The deailing on the skin is just as good here as it was above, again with all the texture and colors needed to make it look real. Due to his bulk, his articulation is a little lessened: balljointed ankles, hinged knees, swivel thighs, either swivel/hinge or balljointed hips (we can't tell without being able to take the pants off, and the belt is a plastic piece, not something functional), a balljointed waist, swivel hands, swivel/hinge wrists, swivel/hinge elbows, swivel/hinge shoulders, and a double-balljointed neck. His joints were even stiffer than Popeye's, which may be an intentional choice to support the weight of all the plastic.

His skin is a darker shade of pink, suggesting he's been getting sun while Popeye's been indoors. You get your choice of three pairs of hands: fists, gripping, or holding. While the official solicitations implied he doesn't get any alternate clothes, the set includes a black leather coat that's clearly sized only for him. Or for Popeye to turn into a sleeping bag.

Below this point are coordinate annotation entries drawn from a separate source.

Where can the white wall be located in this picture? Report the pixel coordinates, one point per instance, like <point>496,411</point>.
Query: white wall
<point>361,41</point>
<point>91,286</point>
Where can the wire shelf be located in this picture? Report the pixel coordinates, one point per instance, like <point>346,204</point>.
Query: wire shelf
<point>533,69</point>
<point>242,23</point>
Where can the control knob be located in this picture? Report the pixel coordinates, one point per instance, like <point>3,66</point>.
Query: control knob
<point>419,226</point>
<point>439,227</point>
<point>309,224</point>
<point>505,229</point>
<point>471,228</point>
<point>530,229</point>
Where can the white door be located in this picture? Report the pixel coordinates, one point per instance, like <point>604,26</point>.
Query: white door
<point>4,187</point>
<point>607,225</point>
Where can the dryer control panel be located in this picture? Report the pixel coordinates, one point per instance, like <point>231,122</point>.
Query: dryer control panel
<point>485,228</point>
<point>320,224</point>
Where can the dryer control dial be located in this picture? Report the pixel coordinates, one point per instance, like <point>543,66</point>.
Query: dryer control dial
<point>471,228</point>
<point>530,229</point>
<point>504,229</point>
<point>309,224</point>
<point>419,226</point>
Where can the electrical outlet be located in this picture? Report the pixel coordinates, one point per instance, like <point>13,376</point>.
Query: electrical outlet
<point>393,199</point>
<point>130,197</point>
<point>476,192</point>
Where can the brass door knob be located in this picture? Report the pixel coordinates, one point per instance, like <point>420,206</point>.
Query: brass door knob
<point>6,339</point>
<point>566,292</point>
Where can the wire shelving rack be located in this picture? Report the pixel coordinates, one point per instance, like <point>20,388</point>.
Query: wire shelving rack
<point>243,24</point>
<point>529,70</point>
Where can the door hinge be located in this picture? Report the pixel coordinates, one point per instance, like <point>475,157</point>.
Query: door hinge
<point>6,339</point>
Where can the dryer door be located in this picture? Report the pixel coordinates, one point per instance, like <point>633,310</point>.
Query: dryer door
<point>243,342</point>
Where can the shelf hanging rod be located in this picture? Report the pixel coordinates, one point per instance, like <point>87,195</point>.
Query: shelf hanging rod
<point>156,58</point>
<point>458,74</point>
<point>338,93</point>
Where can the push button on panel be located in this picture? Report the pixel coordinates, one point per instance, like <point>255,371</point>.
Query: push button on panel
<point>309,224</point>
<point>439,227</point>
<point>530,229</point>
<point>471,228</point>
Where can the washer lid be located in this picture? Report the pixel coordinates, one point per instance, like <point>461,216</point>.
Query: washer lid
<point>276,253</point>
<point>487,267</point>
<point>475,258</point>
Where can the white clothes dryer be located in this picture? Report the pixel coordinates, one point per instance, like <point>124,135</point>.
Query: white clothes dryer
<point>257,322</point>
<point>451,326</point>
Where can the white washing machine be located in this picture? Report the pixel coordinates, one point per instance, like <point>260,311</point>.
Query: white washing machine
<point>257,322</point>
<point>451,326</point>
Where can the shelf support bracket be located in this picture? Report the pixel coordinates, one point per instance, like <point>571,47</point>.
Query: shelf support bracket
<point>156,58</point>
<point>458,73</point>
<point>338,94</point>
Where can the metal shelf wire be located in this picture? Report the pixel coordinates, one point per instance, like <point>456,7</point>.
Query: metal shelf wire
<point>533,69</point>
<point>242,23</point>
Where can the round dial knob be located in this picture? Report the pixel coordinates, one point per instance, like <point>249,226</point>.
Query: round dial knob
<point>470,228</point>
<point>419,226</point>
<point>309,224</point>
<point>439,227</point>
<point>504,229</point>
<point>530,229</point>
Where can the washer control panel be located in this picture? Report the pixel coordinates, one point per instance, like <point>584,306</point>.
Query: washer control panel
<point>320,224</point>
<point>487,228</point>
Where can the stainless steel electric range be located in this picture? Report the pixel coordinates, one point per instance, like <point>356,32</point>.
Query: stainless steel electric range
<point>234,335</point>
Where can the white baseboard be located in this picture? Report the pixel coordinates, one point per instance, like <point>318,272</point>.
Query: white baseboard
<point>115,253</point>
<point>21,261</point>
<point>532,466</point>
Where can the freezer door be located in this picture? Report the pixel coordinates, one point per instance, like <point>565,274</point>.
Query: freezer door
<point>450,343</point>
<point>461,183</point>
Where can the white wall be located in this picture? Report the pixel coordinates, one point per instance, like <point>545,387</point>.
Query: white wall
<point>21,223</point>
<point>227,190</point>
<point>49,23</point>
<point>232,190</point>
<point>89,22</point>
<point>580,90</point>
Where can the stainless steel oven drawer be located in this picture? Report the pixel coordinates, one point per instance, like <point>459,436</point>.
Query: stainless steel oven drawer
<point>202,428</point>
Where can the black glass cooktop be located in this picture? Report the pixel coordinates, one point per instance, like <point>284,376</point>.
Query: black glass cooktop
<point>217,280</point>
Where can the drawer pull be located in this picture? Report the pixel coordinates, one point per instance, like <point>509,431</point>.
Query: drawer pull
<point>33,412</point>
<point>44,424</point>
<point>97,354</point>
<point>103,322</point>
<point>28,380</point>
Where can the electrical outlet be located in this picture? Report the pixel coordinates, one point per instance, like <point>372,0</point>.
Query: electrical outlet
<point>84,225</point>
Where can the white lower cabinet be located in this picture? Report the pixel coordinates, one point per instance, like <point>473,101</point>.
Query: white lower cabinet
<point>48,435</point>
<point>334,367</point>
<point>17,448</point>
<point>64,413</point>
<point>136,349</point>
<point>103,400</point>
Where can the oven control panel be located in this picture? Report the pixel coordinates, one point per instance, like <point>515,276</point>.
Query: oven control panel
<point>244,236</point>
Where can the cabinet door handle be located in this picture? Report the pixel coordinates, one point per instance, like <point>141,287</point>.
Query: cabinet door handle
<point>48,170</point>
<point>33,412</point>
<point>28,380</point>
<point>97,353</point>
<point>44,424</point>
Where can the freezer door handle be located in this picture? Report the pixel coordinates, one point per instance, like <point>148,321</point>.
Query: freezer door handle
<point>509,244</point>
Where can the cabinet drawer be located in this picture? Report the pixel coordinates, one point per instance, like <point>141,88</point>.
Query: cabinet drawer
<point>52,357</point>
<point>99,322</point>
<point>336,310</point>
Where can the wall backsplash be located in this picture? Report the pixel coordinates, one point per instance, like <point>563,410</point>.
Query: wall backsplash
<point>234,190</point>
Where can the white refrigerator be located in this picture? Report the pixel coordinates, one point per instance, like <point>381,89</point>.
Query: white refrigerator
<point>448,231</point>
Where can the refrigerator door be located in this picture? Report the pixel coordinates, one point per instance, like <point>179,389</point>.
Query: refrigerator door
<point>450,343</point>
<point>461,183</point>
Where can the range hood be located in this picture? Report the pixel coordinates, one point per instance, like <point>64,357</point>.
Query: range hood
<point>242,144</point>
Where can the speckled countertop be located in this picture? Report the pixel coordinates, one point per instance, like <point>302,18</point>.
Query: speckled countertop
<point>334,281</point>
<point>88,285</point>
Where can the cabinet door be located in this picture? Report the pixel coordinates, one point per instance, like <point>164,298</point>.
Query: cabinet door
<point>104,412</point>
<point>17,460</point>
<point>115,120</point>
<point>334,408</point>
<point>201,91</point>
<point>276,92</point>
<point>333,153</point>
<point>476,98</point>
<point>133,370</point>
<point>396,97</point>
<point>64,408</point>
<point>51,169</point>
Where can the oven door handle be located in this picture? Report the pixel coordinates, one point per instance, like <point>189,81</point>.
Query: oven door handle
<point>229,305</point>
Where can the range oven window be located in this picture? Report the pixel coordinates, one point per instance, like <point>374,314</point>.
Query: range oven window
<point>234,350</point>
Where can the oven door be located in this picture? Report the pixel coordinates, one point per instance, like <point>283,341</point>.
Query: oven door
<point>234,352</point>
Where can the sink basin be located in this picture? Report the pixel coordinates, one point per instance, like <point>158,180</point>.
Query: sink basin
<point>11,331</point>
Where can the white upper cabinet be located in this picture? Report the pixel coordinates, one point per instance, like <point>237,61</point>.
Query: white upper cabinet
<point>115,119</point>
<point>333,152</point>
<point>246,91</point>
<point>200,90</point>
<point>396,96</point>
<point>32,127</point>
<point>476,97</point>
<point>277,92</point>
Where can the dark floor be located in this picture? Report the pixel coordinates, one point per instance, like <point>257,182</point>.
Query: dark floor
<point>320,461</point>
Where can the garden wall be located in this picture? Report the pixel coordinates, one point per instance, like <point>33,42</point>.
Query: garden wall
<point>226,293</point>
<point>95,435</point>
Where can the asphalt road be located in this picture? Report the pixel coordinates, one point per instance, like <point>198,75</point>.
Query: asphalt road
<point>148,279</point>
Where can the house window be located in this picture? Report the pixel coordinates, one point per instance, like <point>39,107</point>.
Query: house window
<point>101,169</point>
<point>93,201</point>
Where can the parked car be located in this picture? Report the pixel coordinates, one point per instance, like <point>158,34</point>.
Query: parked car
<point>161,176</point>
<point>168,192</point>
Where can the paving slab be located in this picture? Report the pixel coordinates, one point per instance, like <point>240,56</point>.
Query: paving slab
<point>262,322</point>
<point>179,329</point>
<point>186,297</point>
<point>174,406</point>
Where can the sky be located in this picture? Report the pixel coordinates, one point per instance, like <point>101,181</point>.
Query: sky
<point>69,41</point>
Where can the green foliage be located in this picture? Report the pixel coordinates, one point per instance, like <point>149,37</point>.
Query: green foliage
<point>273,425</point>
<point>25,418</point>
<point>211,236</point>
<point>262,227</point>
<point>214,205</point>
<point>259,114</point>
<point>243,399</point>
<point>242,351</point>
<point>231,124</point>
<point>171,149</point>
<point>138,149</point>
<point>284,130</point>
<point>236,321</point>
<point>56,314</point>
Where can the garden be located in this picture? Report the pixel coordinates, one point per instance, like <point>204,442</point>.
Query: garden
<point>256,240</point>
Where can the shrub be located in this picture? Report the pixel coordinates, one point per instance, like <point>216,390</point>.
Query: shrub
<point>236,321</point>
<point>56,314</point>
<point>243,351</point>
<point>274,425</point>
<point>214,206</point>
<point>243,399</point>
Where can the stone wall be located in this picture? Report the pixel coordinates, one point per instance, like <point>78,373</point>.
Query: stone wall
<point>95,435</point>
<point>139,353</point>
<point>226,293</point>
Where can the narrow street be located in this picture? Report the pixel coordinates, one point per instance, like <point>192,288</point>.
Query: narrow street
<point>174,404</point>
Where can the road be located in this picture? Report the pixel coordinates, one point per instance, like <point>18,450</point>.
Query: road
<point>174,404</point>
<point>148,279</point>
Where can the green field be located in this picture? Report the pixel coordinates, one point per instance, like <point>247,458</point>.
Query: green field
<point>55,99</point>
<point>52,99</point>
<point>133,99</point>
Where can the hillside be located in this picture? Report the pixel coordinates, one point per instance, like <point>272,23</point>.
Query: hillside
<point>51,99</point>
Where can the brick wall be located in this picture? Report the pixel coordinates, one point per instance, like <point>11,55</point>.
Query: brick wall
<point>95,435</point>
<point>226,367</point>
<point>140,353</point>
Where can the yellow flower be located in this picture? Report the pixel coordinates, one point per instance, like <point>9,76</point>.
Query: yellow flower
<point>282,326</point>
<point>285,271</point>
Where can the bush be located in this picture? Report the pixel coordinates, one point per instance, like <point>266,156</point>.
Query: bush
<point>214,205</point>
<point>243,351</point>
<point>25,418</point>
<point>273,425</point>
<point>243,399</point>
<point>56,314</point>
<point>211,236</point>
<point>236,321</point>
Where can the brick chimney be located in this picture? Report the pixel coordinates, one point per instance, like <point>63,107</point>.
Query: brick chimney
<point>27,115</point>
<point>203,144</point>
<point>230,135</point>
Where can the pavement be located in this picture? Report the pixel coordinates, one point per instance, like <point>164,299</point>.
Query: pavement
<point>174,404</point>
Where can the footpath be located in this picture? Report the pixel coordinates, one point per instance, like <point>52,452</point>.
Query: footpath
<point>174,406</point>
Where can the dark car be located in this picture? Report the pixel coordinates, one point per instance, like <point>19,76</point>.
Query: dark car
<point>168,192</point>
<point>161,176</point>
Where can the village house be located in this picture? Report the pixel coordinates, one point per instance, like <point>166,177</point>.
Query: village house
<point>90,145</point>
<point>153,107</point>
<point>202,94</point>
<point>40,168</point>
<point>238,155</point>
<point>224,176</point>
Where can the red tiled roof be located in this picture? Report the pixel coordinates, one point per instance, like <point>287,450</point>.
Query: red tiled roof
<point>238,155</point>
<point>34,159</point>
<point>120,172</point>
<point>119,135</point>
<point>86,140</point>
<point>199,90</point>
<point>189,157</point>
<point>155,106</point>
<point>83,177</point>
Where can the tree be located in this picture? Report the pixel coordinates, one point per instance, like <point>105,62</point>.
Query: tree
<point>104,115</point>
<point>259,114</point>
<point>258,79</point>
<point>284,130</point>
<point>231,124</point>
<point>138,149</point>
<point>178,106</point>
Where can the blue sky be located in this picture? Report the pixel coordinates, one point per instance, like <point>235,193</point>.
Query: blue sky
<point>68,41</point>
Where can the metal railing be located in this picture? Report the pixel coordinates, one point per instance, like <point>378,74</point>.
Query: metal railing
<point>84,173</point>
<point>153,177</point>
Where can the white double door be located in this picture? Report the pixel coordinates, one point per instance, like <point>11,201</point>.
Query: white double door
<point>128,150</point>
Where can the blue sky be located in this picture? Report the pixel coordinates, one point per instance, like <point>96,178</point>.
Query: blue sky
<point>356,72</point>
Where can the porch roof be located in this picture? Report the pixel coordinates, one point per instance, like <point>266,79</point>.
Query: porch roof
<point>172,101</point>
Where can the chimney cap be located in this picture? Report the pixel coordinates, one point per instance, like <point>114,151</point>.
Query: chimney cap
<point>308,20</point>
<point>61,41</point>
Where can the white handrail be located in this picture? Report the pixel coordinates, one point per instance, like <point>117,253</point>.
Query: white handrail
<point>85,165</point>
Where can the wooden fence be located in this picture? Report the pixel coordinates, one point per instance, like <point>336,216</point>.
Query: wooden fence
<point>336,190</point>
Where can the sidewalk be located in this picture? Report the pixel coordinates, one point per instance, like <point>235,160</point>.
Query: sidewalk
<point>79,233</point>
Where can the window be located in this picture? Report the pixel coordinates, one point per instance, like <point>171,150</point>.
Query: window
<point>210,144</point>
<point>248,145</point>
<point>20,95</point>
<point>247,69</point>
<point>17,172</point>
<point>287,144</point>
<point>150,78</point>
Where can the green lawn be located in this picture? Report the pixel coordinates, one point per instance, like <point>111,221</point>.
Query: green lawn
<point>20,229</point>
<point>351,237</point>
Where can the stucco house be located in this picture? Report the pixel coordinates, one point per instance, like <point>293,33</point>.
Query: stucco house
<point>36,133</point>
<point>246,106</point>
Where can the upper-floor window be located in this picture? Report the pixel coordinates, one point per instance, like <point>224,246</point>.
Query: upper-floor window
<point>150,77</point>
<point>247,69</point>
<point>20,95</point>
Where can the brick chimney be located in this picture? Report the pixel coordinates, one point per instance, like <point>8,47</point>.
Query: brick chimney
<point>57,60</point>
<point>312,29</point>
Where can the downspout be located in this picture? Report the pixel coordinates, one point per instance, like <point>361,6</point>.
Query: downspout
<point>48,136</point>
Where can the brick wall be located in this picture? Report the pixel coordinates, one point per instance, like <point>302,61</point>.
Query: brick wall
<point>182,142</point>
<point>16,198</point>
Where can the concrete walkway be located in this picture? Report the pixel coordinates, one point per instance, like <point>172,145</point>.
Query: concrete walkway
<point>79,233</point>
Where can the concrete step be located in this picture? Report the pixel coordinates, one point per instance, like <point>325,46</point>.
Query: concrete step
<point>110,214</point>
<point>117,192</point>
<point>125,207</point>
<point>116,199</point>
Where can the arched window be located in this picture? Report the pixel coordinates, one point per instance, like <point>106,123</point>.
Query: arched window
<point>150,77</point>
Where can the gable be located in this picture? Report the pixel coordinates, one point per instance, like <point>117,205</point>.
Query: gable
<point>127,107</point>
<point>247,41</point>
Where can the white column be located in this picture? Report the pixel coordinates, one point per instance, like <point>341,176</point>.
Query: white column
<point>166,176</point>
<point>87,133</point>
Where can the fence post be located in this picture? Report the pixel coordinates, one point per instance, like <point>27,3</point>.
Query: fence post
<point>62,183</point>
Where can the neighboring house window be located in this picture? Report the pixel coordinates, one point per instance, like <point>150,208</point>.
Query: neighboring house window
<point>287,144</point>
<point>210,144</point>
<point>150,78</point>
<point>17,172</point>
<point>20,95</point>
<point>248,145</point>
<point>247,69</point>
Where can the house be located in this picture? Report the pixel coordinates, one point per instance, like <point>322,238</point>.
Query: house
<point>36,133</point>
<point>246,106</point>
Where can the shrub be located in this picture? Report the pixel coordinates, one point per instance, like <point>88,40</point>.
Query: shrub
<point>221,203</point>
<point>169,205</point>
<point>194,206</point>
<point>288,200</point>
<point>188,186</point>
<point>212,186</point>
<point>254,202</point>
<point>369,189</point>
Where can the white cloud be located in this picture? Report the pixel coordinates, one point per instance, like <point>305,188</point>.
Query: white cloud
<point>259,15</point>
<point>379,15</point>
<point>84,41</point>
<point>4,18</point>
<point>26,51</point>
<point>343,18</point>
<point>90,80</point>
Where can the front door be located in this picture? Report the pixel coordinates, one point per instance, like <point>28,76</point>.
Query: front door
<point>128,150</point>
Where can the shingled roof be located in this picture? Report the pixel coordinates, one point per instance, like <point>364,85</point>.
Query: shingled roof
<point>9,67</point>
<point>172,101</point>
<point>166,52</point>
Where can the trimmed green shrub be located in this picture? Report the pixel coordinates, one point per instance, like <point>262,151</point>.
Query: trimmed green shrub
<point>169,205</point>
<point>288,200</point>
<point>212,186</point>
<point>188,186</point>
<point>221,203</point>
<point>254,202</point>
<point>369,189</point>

His three accessories are perfect for a boatswain like him: a real metal wrench, a gaff hook, and a metal kettlebell - so, you know, all things he'd try to attack Popeye with. Both Popeye and Bluto get the standard-issue One:12 Collective logo display bases and articulated posing arms, plus bags to store all the accessories if you don't want to keep the packaging.

It seems Mezco was right to believe there was a market out there for Popeye, because there were two One:12 Collective releases before this one, and though we tried to get both, they sold out totally. With the news that Boss Fight Studio now has the license, it seems the "Stormy Seas Ahead" set was Mezco's last hurrah (for now), but they went out on a really strong showing.